There is strong evidence that hearing impairment can make cognitive dysfunction worse. If you can’t hear the words, your brain won’t remember the words, and those words start to become confusing. When an individual has either Alzheimer’s or other forms of dementia and hearing loss, it can make managing the dementia more difficult than it might be if the hearing loss was addressed. When a person with existing Alzheimer’s disease is fit with hearing aids, it can become a struggle to get them to wear the hearing aids altogether because they just may not remember to put them in every day.

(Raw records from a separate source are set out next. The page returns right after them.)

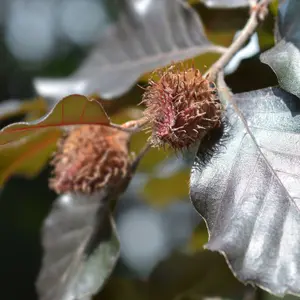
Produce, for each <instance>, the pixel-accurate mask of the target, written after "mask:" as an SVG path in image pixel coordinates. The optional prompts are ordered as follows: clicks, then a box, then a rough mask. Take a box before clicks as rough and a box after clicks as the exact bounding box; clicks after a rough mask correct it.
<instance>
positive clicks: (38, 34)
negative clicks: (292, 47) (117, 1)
mask: <svg viewBox="0 0 300 300" xmlns="http://www.w3.org/2000/svg"><path fill="white" fill-rule="evenodd" d="M136 2H142V1H136ZM190 2H191V5H193V7H194V9H195V10H196V11H197V13H199V15H200V17H201V19H202V21H203V24H204V26H205V31H206V34H207V36H208V38H209V39H210V40H211V41H213V42H214V43H216V44H219V45H223V46H228V45H230V44H231V42H232V39H233V38H234V36H235V34H236V31H237V30H239V29H241V28H242V27H243V26H244V24H245V22H246V21H247V18H248V9H247V8H245V9H232V10H226V9H208V8H206V7H205V6H204V5H203V4H201V3H200V2H198V1H190ZM114 3H115V2H113V1H111V2H110V1H109V0H102V1H101V0H65V1H57V0H40V1H29V0H28V1H27V0H7V1H6V0H0V26H1V27H0V58H1V63H0V101H1V102H2V103H3V101H6V100H8V99H16V100H18V101H22V103H23V102H24V101H25V100H28V99H36V98H35V96H36V95H35V91H34V88H33V79H34V78H35V77H40V76H47V77H51V76H59V77H64V76H67V75H69V74H71V73H72V72H73V71H74V70H76V68H78V66H79V65H80V64H81V63H82V61H83V59H84V58H85V57H86V56H87V55H88V53H89V51H90V50H91V49H92V47H93V45H94V43H95V39H96V36H98V35H99V32H100V33H101V30H104V28H105V27H106V26H107V24H108V23H109V22H114V21H115V19H116V18H117V17H116V16H117V12H118V9H119V8H118V6H117V5H115V4H114ZM275 11H276V10H273V9H272V10H271V13H270V14H269V16H268V18H267V20H266V21H265V22H264V24H263V25H262V26H260V27H259V30H258V36H257V37H258V44H257V45H256V46H259V51H258V52H257V53H256V54H255V55H253V56H252V55H251V57H248V58H245V59H244V60H242V62H241V64H240V65H239V66H238V69H237V70H236V71H235V72H234V73H231V74H229V75H227V76H226V81H227V83H228V85H229V86H230V87H231V88H232V90H233V91H234V92H243V91H249V90H254V89H259V88H263V87H267V86H272V85H276V84H277V81H276V77H275V75H274V74H273V73H272V72H271V70H270V69H269V67H268V66H266V65H264V64H262V63H260V61H259V59H258V57H259V54H260V52H263V51H264V50H266V49H268V48H270V47H272V46H273V43H274V41H273V24H274V12H275ZM218 56H219V55H218V54H205V55H201V56H197V57H195V64H196V66H197V67H198V68H199V69H200V70H202V71H205V70H206V69H207V68H208V67H209V66H210V65H211V64H212V63H213V62H214V61H215V60H216V59H217V58H218ZM148 76H149V74H144V75H143V76H141V77H140V79H139V84H140V85H144V84H145V83H146V82H147V80H148ZM115 84H116V86H117V85H118V82H116V83H115ZM141 95H142V89H140V88H139V87H138V86H134V87H133V88H131V89H130V91H128V92H127V93H126V94H124V95H123V96H120V97H118V98H117V99H112V100H109V102H107V103H106V104H105V105H106V107H107V109H108V112H109V113H110V116H111V117H112V119H113V120H114V121H115V122H123V121H125V120H128V119H133V118H137V117H138V116H139V115H140V109H141V107H137V106H136V105H137V104H138V103H139V102H140V100H141ZM34 101H35V102H33V107H29V108H24V109H23V110H22V111H21V113H20V114H18V115H17V116H15V115H11V116H9V117H8V118H5V119H4V118H1V112H0V122H1V127H3V126H4V125H7V124H9V123H11V122H13V121H18V120H22V119H23V118H24V116H25V117H26V118H27V119H34V118H37V117H39V116H40V115H42V114H43V113H45V110H46V107H45V106H44V104H43V103H44V102H43V101H42V102H39V101H36V100H34ZM1 102H0V104H1ZM25 103H27V105H28V102H24V105H25ZM41 103H42V104H41ZM146 138H147V137H146V136H145V135H144V134H138V135H137V136H135V137H134V139H133V141H132V149H133V151H134V150H138V149H141V147H142V146H143V144H144V142H145V141H146ZM5 159H6V158H5V156H4V155H3V154H2V155H1V157H0V164H1V162H2V165H3V164H4V163H3V161H5ZM191 163H192V155H189V154H187V155H185V157H184V158H183V157H182V156H181V155H173V154H172V153H171V152H170V151H168V150H166V151H163V150H160V151H159V150H155V149H154V150H151V152H150V153H149V154H148V155H147V156H146V157H145V159H144V161H142V163H141V165H140V167H139V170H138V173H137V175H136V176H135V178H134V180H133V181H132V183H131V185H130V187H129V189H128V191H127V192H126V193H125V194H124V195H123V196H122V197H121V199H120V200H119V203H118V205H117V209H116V222H117V226H118V232H119V235H120V239H121V244H122V251H121V260H120V262H119V264H118V266H117V268H116V270H115V272H114V275H113V277H112V278H111V279H110V280H109V282H108V284H107V285H106V286H105V288H104V290H103V291H102V292H101V293H100V295H99V296H98V297H96V298H97V299H111V300H113V299H123V300H126V299H130V300H135V299H141V300H143V299H164V300H167V299H176V300H179V299H181V300H183V299H202V298H205V297H217V296H220V297H225V298H230V299H272V296H269V295H267V293H264V292H260V291H258V292H257V293H256V294H255V295H253V292H252V290H251V289H250V288H246V289H245V288H244V287H243V286H242V285H241V284H240V283H239V282H238V281H237V280H236V279H235V278H234V277H233V275H232V274H231V272H230V271H229V269H228V267H227V266H226V264H225V261H224V259H223V258H222V257H221V256H220V255H218V254H215V253H208V252H206V251H203V250H202V246H203V244H205V242H206V241H207V232H206V228H205V224H204V222H202V221H201V218H200V216H199V215H198V214H197V213H196V212H195V211H194V209H193V208H192V205H190V203H189V199H188V182H189V167H190V166H191ZM32 164H33V165H32V168H35V167H34V162H33V163H32ZM37 164H38V162H37ZM36 168H39V167H36ZM49 176H50V168H49V167H48V166H46V167H44V168H43V170H42V172H40V173H39V174H38V175H36V176H34V177H32V178H23V177H20V176H13V177H12V178H11V179H10V180H9V181H8V182H7V183H6V185H5V187H4V188H3V189H2V190H0V240H1V248H0V260H1V268H0V287H1V299H5V300H6V299H7V300H15V299H16V300H17V299H30V300H34V299H37V295H36V292H35V286H34V282H35V279H36V277H37V274H38V271H39V268H40V264H41V256H42V249H41V245H40V228H41V225H42V222H43V220H44V218H45V217H46V215H47V213H48V211H49V209H50V207H51V204H52V202H53V201H54V199H55V198H56V195H55V193H53V192H52V191H50V190H49V189H48V178H49ZM273 298H274V297H273ZM286 298H288V297H286ZM289 298H292V297H289Z"/></svg>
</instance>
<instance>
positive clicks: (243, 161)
mask: <svg viewBox="0 0 300 300" xmlns="http://www.w3.org/2000/svg"><path fill="white" fill-rule="evenodd" d="M220 93H221V94H222V92H220ZM233 99H234V101H235V103H236V106H237V107H238V108H239V110H238V109H237V107H235V106H232V105H230V106H229V107H228V111H227V119H228V122H229V124H228V125H227V126H225V130H224V132H222V131H220V130H219V131H216V132H214V134H212V135H211V136H210V139H205V140H204V141H203V142H202V144H201V145H200V148H199V152H198V155H197V157H196V160H195V163H194V166H193V169H192V173H191V187H190V196H191V200H192V202H193V204H194V206H195V208H196V209H197V211H198V212H199V213H200V214H201V216H202V217H203V218H204V219H205V221H206V223H207V227H208V231H209V241H208V243H207V244H206V246H205V247H206V248H207V249H210V250H213V251H219V252H220V253H222V254H223V255H224V256H225V257H226V259H227V262H228V263H229V265H230V266H231V269H232V271H233V273H234V274H235V275H236V276H237V277H238V278H239V279H240V280H241V281H243V282H245V283H252V284H255V285H258V286H260V287H262V288H263V289H266V290H267V291H270V292H272V293H274V294H276V295H278V296H283V295H285V294H300V286H299V282H300V261H299V255H300V231H299V228H300V210H299V208H300V189H299V186H300V180H299V178H300V159H299V153H300V148H299V147H300V118H299V114H300V102H299V99H298V98H297V97H295V96H293V95H292V94H289V93H287V92H285V91H283V90H281V89H279V88H267V89H263V90H258V91H253V92H248V93H244V94H237V95H234V97H233ZM239 113H241V114H242V116H243V118H244V120H243V118H241V117H240V115H239ZM245 120H246V121H245ZM243 121H245V122H246V125H245V123H244V122H243ZM208 147H210V148H214V149H215V150H214V151H213V154H212V155H211V156H210V155H207V148H208ZM199 267H200V266H199Z"/></svg>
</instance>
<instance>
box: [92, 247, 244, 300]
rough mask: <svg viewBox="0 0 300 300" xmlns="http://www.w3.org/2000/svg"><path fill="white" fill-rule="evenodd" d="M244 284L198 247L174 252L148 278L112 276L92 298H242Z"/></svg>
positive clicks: (113, 299) (243, 290)
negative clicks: (101, 289)
mask: <svg viewBox="0 0 300 300" xmlns="http://www.w3.org/2000/svg"><path fill="white" fill-rule="evenodd" d="M246 290H247V288H245V286H244V285H243V284H241V283H239V282H238V280H236V279H235V278H234V276H233V275H232V274H231V272H230V270H229V268H228V267H227V265H226V263H225V261H224V260H223V259H222V257H221V255H218V254H217V253H210V252H208V251H201V252H198V253H196V254H194V255H184V254H180V253H173V254H172V255H171V256H170V257H168V258H167V259H166V260H164V261H162V262H161V263H159V264H158V266H157V267H156V268H155V270H154V271H153V272H152V274H151V275H150V277H149V278H148V279H147V281H140V280H129V279H125V278H123V279H122V278H115V277H114V278H112V279H111V280H110V281H109V282H108V283H107V286H106V287H105V288H104V290H103V291H102V292H101V293H100V294H99V295H98V296H97V297H96V298H95V300H119V299H124V300H127V299H128V300H132V299H134V300H144V299H145V300H147V299H155V300H175V299H176V300H177V299H182V300H183V299H185V298H184V296H191V295H198V297H197V298H196V299H202V297H203V298H206V297H216V296H218V297H230V298H231V297H233V298H235V299H242V298H243V295H244V293H245V291H246Z"/></svg>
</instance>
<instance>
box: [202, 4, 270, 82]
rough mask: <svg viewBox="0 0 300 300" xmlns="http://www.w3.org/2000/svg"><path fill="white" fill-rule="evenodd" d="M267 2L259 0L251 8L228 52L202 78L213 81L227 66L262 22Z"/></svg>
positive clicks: (266, 4)
mask: <svg viewBox="0 0 300 300" xmlns="http://www.w3.org/2000/svg"><path fill="white" fill-rule="evenodd" d="M268 4H269V0H261V1H260V2H258V3H256V4H254V5H253V6H252V7H251V15H250V18H249V20H248V22H247V23H246V25H245V27H244V29H243V30H242V32H241V33H240V35H239V36H238V38H237V39H236V40H235V41H234V42H233V43H232V44H231V46H230V47H229V48H228V50H227V51H226V52H225V53H224V54H223V55H222V56H221V57H220V58H219V59H218V60H217V61H216V62H215V63H214V64H213V65H212V66H211V67H210V68H209V70H208V71H207V72H206V74H205V75H204V76H208V78H209V80H211V81H215V79H216V77H217V74H218V73H219V72H220V71H221V70H222V69H223V68H224V67H225V66H226V65H227V64H228V62H229V61H230V60H231V58H232V57H233V56H234V55H235V54H236V52H238V51H239V50H240V49H241V48H242V47H243V45H244V44H245V42H246V41H247V40H248V39H249V38H250V36H251V35H252V34H253V33H254V32H255V30H256V28H257V26H258V24H259V21H260V20H263V19H264V18H265V16H266V14H267V12H268V10H267V6H268Z"/></svg>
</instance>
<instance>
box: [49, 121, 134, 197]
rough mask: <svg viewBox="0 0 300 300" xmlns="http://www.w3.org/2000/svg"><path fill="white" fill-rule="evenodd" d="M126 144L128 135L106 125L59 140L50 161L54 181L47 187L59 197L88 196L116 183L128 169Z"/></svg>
mask: <svg viewBox="0 0 300 300" xmlns="http://www.w3.org/2000/svg"><path fill="white" fill-rule="evenodd" d="M128 143H129V135H128V133H126V132H123V131H120V130H118V129H115V128H111V127H108V126H101V125H82V126H79V127H77V128H75V129H73V130H72V131H70V133H69V134H68V135H67V136H66V137H65V138H63V139H62V140H61V141H60V143H59V145H58V151H57V153H56V155H55V157H54V159H53V160H52V162H51V164H52V165H53V166H54V170H53V174H54V178H52V179H50V188H52V189H53V190H55V191H56V192H57V193H59V194H61V193H65V192H80V193H84V194H91V193H94V192H96V191H99V190H101V189H103V188H104V187H106V186H107V185H117V184H119V183H120V182H121V181H122V179H123V178H125V177H126V176H127V174H128V172H129V169H130V158H129V154H128Z"/></svg>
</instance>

If you or a loved one suspects memory loss, or has been recently diagnosed with Alzheimer’s disease, a thorough hearing examination should be scheduled. Since untreated hearing loss can have the same symptoms as Alzheimer’s disease, it’s important to rule out hearing loss that can be addressed with amplification versus a true cognitive disorder. Working closely with your primary care physician, an audiologist or hearing health care provider can help you put the pieces of the puzzle together and get you on the right path.